Penulis: Yunita Kristanti
Sempat merenungkan peristiwa kematian Affan Kurniawan beberapa minggu lalu. Begitu memilukan. Bukan melihat hanya dari di satu sisi. Tetapi keseluruhan sisi, di sisi kerakyatan atau ‘wong cilik’. Gelombang protes yang belum berujung ini tentu merupakan akumulasi dan ekskalasi yang tertahankan dari pihak-pihak yang dinamakan ‘wong cilik’ itu tadi.
Affan Kurniawan dan tujuh anggota brimob pengendara kendaraan taktis yang kemudian dijatuhi hukuman ini adalah sebuah potret ‘wong cilik’ yang selalu menjadi korban. Korban dari kebuasan penguasa yang mengorbankan orang-orang kecil dan bawahan yang tidak pernah tersentuh oleh hukum.

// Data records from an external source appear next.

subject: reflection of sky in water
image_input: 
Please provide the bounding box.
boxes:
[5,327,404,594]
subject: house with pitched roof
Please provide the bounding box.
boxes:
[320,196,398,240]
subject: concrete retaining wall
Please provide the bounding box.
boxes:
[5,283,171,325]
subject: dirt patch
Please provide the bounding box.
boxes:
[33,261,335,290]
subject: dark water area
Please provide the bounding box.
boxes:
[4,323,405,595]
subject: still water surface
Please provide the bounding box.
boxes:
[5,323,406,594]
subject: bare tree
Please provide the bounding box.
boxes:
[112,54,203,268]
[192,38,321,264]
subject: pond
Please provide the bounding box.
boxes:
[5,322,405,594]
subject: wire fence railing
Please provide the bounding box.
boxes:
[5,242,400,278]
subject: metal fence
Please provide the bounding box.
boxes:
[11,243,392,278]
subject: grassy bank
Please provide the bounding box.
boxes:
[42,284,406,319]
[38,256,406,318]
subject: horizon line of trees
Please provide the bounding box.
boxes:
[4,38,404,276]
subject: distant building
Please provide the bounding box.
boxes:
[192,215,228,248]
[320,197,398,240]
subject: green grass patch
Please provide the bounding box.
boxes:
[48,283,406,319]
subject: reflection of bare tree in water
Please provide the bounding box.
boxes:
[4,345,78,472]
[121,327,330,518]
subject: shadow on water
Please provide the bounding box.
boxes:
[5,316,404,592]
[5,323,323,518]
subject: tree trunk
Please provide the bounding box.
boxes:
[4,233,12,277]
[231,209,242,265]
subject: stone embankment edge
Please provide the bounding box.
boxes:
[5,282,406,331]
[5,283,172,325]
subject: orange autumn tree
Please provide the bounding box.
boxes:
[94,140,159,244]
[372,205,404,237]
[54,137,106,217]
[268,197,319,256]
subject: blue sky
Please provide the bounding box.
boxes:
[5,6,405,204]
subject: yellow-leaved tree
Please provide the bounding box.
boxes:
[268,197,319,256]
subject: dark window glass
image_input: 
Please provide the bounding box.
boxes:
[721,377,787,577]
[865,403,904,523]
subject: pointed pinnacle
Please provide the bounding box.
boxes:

Kesamaan Affan dan tujuh anggota brimob ini adalah mereka sama-sama orang yang bekerja untuk kehidupan dan keluarga mereka. Sama-sama orang kecil yang ‘dikendalikan’ oleh pihak yang lebih besar di atasnya. Affan sedang bekerja sebagai pengendara ojol untuk melayani customer.
Kemudian anggota brimob pun sedang melaksanakan tugas negara di dalam situasi demo untuk alasan ‘pengamanan’. Keduanya sedang melakukan pekerjaan dari pihak pemberi kerja yang karena sebuah situasi ‘khusus’ harus mendapatkan sebuah cerita dan kisah lain yang sangat tragis di akhir Agustus itu.
Cerita-cerita seperti Affan dan anggota brimob yang kemudian dihukum karena pelanggaran mereka ini bukan satu-satunya kisah. Mereka acapkali hanyalah korban dari sebuah sistem yang bisa dibilang kacau-balau. Lagi-lagi sistem hukum kita tidak bisa melindungi ‘wong cilik’.
Di sisi lain, banyak pihak di atas ‘wong cilik’ ini memiliki kesalahan yang lebih besar namun tidak bisa tersentuh atau disentuh. Sangat miris. Begitu banyak contohnya. Lagi-lagi, keberpihakan pada ‘wong cilik’ menjadi sebuah utopis.
Belum lama kita merayakan hari kemerdekaan kita, tetapi peristiwa di akhir Agustus kemarin mengubah makna kemerdekaan itu sendiri. Kembali merenung, apakah kemerdekaan hanyalah sebuah momen selebrasi belaka? Apakah de facto kita memang benar-benar sudah merdeka?
Harga manusia menjadi sangat rendah. Lalu apakah ini adalah mewakili makna merdeka sebuah bangsa?
Saya tidak sedang menghakimi siapapun. Hanya saja, saya ajak semua untuk berfleksi. Bisa saja, jjangan-jangan saya dan kita inilah justru yang sudah kehilangan penghargaan terhadap rasa kemanusiaan?
Apakah saya dan kita ini justru maling teriak maling? Apakah saya dan kita ini justru pelaku ketidakadilan di lingkup kita hidup? Apakah saya dan kita justru menyuburkan kebiasaan korupsi di lingkungan kita? Kita akan menyimpan jawaban-jawaban kita sambil menyimak beberapa poin di bawah ini.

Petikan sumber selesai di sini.